A empresa Trill, responsável pela manutenção da linha férrea, também foi multada em R$ 50 milhões pelo incêndio no bioma. Outro auto de infração, de R$ 7 milhões, foi aplicado pelo descumprimento das condicionantes do licenciamento que a empresa tem para operar na região.
A Rumo é responsável por 26% do volume de grãos, como soja e milho, exportados pelo Brasil, segundo informações do site da empresa.
Outros dados do relatório
O levantamento do MapBiomas indica que, de 1985 a 2024, quase um quarto do território nacional, ou 24%, queimou pelo menos uma vez. Isso equivale à soma das áreas do Pará e do Mato Grosso.
Nas últimas quatro décadas, 206 milhões de hectares foram afetados pelo fogo com intensidades diferentes em cada um dos seis biomas do país.
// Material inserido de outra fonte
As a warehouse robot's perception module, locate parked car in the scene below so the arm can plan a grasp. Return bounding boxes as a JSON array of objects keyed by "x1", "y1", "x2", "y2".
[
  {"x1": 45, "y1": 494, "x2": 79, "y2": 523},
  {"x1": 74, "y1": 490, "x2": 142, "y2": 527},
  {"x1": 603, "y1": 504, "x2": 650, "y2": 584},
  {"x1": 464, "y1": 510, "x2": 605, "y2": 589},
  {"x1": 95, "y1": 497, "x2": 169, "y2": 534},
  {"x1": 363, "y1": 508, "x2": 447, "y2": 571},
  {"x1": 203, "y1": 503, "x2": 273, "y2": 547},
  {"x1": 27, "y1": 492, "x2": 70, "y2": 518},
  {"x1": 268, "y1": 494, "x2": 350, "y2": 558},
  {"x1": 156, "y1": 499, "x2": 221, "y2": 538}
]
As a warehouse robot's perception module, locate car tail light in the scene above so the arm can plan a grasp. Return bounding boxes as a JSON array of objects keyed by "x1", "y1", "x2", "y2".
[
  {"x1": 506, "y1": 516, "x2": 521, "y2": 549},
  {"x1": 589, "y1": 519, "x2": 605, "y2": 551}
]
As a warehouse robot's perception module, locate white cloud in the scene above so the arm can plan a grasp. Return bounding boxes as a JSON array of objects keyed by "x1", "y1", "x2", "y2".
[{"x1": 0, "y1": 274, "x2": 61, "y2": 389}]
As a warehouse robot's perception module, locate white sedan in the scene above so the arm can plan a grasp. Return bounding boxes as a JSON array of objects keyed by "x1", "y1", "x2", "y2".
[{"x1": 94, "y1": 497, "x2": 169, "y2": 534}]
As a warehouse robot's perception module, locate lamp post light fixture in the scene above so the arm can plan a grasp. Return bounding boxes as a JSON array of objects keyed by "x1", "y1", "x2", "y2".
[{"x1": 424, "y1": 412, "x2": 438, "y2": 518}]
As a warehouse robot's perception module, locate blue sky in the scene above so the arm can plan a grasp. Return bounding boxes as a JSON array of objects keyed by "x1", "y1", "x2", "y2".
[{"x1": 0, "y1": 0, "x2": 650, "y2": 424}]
O Cerrado, que sofre constantemente com o fogo, possui a maior média anual de área queimada do país; enquanto a Mata Atlântica soma a maior área afetada pelas chamas nas últimas quatro décadas – e é o bioma mais devastado do Brasil.
Em 2024, a Amazônia foi a região mais incendiada e, pela primeira vez desde 1985, a floresta foi a parte mais afetada pelo fogo no bioma, superando as pastagens.

Os dados ressaltam a extensão da área queimada em 2024 no Brasil, quando 30 milhões de hectares foram afetados – uma área 62% acima da média histórica de 18,5 milhões de hectares por ano.
Com relação aos estados, Mato Grosso, Pará e Maranhão concentram, juntos, 47% da área queimada em todo o Brasil entre 1985 e 2024. O Mato Grosso lidera a lista de área acumulada de incêndios entre os estados com mais ocorrências nos últimos 40 anos.